I think the main problem here is that modern gays just can't seem to imagine how two males can be intimate without sex being involved. I think this is why so many of the gays I have met are gay: they had a messed up relationship with their fathers so that they simply don't know how to be intimate with another male without it being sexual.

I feel sorry for them.

Joe_Agnost said...

Martin wrote: "And the fact that, being celibate, he was buried next to his best friend isn't remarkable."

Not just "best friend"... they lived together for the final 32 years of Newmans life!

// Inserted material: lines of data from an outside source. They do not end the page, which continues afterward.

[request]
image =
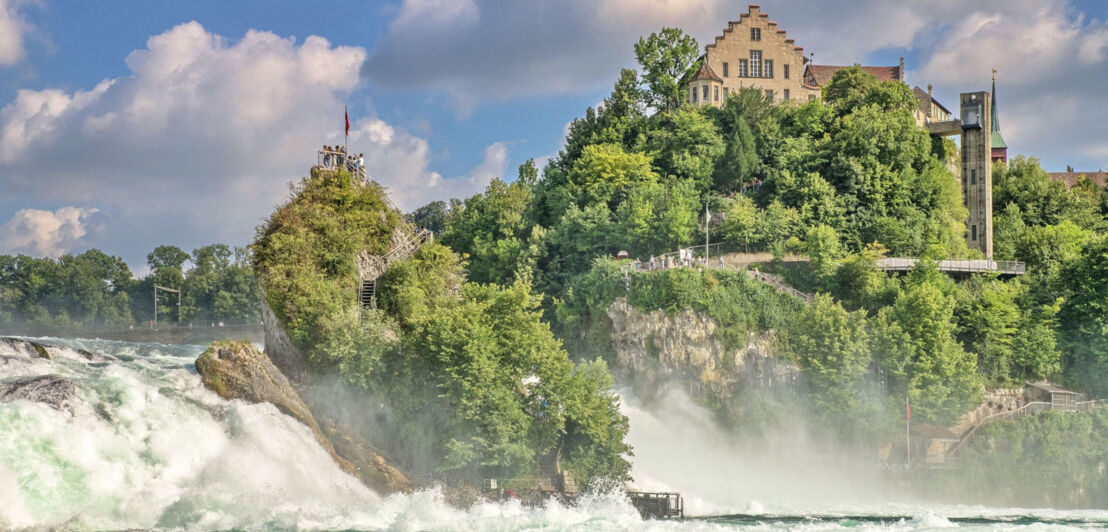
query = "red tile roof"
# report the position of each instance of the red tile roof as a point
(820, 74)
(1070, 178)
(706, 72)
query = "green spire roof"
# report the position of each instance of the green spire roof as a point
(997, 139)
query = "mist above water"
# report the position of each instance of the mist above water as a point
(147, 447)
(680, 447)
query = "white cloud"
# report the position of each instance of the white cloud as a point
(12, 31)
(44, 233)
(197, 142)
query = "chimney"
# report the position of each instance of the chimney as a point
(931, 100)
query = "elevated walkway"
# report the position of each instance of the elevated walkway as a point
(971, 266)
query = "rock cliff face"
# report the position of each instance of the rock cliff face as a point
(48, 389)
(237, 370)
(279, 347)
(653, 347)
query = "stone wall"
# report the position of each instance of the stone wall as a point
(735, 44)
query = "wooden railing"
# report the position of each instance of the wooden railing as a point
(409, 246)
(1019, 412)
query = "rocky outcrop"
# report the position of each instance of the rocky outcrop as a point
(36, 349)
(237, 370)
(652, 347)
(48, 389)
(279, 347)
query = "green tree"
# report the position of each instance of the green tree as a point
(1084, 318)
(833, 348)
(665, 57)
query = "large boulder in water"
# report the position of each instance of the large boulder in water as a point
(238, 370)
(48, 389)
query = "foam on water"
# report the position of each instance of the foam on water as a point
(146, 446)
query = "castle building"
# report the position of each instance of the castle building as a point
(752, 52)
(929, 110)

But it's all circumstantial - I agree.

Martin Cothran said...


I think we agree on the status of the evidence. Again, I don't think the fact that he lived with St. John for 32 years is remarkable either. I think we are so far removed from the kind of society of which Newman was a part (close, intimate society of males in a fairly cloistered environment the vast majority of which was entirely non-sexual) that we automatically map on to the facts our own cultural perceptions of what it must have been like.

Andrew said...

Maybe it took this long because he had to get out of purgatory. Also, do you know of any earlier miracles he performed?

On his being "gay" or inclined to it, perhaps he could be named the patron saint of converted homosexuals the way, say, Mary Magdelene is the "patron" saint of repentent adulterers.

The idea that his relationship with this other fellow "looked pretty darn gay to me," seems a bit presumptuous to me. Does that mean it fit the stereotype or that you saw them engaging in morbid sexual acts?